Goldman Sachs Says Hormuz Closure Had Limited Economic Impact, Sees Brent at $90 by Year-End
Summary
- Goldman Sachs said the Strait of Hormuz closure had a limited impact on the global economy and kept the spike in international oil prices in check.
- Goldman Sachs said Brent crude could ease to around $90 a barrel by year-end, assuming a gradual normalization of traffic through the strait.
- Goldman Sachs put the odds of a U.S. recession at 25%%, citing weaker consumer spending power, higher energy costs and a low savings rate as risk factors.
Forecast Trend Report by Period


Goldman Sachs said the global economic fallout from the Strait of Hormuz closure was more limited than expected, while also signaling a stable outlook for energy markets.
Walter Bloomberg reported on May 11 that Goldman Sachs Chief Economist Jan Hatzius estimated the roughly 10-week closure of the Strait of Hormuz had a smaller-than-expected impact on the global economy.

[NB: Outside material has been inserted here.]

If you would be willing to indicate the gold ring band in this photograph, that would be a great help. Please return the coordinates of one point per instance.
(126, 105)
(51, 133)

High crude inventories and expectations for policy support kept oil prices from surging as much as feared, he said.
Hatzius added that changes in demand, including broader use of renewable energy and less travel, also partly eased fuel shortages.
Goldman Sachs also said aggressive fiscal support, increased investment in artificial intelligence and accommodative financial conditions helped absorb the economic shock.
Assuming a gradual normalization of traffic through the strait, the bank expects Brent crude to ease to about $90 a barrel by year-end.
Still, Goldman Sachs said the possibility of a U.S. recession remains.
The bank put the probability of a U.S. recession at 25%, slightly lower than before, while citing weaker consumer spending power, higher energy costs, slower wage growth and low savings rates as risk factors.
Markets are watching the pace of normalization in the Strait of Hormuz and the direction of oil prices for clues on the global economic outlook.